Hours before the bids for a 26 per cent stake in IFCI were opened on Saturday, its chairman N. Balasubramanian resigned from the board following a controversy about his alleged ‘dual role’ both as the company’s chairman and an advisor to one of the bidders, sources in the lending institution said.
The HT reported on Saturday about the inconsistencies of Balasubramanian’s position in the bidding process as he was an advisor to Standard Chartered Bank, which is a member of a consortium that has bid for a stake in the country’s oldest institutional lending major.
Eleven parties have submitted bids for a 26 per cent stake in IFCI. Metal czar Anil Agarwal’s flagship company, Sterlite, has bid in a consortium with investment banking giant Morgan Stanley.
Another consortium led by WL Ross including Standard Chartered Bank, Goldman Sachs and HDFC Ltd has also submitted its bid. Punjab National Bank (PNB) has partnered with Japan’s Shinsei Bank and the US-based JC Flowers to acquire the strategic stake in IFCI. Besides, Kotak Mahindra Bank, IDFC, GE Capital, New Bridge, Cargill Finance, Netxis and Blackstone Capital Partners have bid individually.

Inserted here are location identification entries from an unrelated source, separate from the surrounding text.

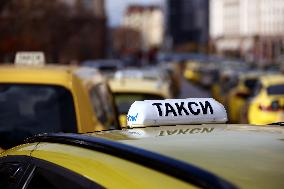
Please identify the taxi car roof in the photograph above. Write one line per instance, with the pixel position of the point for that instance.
(129, 85)
(49, 74)
(248, 156)
(167, 165)
(245, 155)
(272, 79)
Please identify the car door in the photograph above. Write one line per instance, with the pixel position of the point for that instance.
(46, 175)
(22, 172)
(14, 171)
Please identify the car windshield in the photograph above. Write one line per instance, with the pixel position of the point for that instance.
(124, 100)
(26, 110)
(276, 89)
(250, 83)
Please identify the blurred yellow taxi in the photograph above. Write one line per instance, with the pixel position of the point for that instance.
(172, 143)
(191, 71)
(52, 98)
(267, 105)
(238, 95)
(132, 85)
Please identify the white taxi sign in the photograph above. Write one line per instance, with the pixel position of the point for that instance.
(176, 112)
(30, 58)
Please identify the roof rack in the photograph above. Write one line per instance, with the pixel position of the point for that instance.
(169, 166)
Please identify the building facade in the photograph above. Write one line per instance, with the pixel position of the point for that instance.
(188, 23)
(65, 30)
(149, 21)
(253, 29)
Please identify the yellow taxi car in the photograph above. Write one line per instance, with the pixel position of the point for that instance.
(239, 94)
(191, 71)
(128, 86)
(52, 98)
(266, 106)
(173, 143)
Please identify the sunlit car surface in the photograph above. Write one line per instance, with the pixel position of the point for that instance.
(35, 99)
(191, 71)
(238, 95)
(267, 105)
(127, 89)
(176, 154)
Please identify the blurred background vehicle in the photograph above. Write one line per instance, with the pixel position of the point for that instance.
(266, 105)
(53, 98)
(132, 85)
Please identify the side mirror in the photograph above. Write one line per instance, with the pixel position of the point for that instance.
(242, 95)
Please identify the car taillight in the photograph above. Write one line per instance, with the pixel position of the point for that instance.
(273, 107)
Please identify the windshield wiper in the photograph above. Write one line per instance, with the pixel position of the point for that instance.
(281, 123)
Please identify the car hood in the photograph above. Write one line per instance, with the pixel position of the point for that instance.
(247, 156)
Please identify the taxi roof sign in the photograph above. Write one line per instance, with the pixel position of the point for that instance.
(30, 58)
(176, 112)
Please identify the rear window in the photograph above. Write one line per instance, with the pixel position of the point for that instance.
(250, 83)
(26, 110)
(124, 100)
(276, 89)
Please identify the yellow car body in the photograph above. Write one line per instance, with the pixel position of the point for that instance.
(180, 156)
(266, 106)
(238, 95)
(191, 71)
(163, 147)
(127, 90)
(38, 107)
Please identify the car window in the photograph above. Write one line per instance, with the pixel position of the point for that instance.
(10, 174)
(108, 106)
(250, 83)
(50, 176)
(276, 89)
(124, 100)
(27, 109)
(257, 89)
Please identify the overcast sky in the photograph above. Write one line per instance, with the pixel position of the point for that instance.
(115, 8)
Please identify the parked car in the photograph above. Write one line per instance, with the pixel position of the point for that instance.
(173, 143)
(52, 98)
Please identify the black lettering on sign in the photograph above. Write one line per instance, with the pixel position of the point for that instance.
(181, 131)
(172, 132)
(205, 107)
(158, 105)
(195, 130)
(207, 130)
(181, 108)
(161, 133)
(191, 110)
(170, 109)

As IFCI has an asset base of around Rs 7,000 crore under the non-performing category but fully provided for, which might have appreciated significantly, experts feel that inherent strength would be significantly higher than the present value. “The acquisition of 26 per cent or 46 per cent, in case the open offer gets fully subscribed, would help some players such as GE Capital to have their pan-India footprint with a groing concern,” corporate sources close to the deal said.
“The process has just begun, we will select the strategic partners which can provide a long-term association. The valuation is an important criterion but subject to the condition of a strategic fit in the whole business,” said IFCI CEO and MD Atul Rai.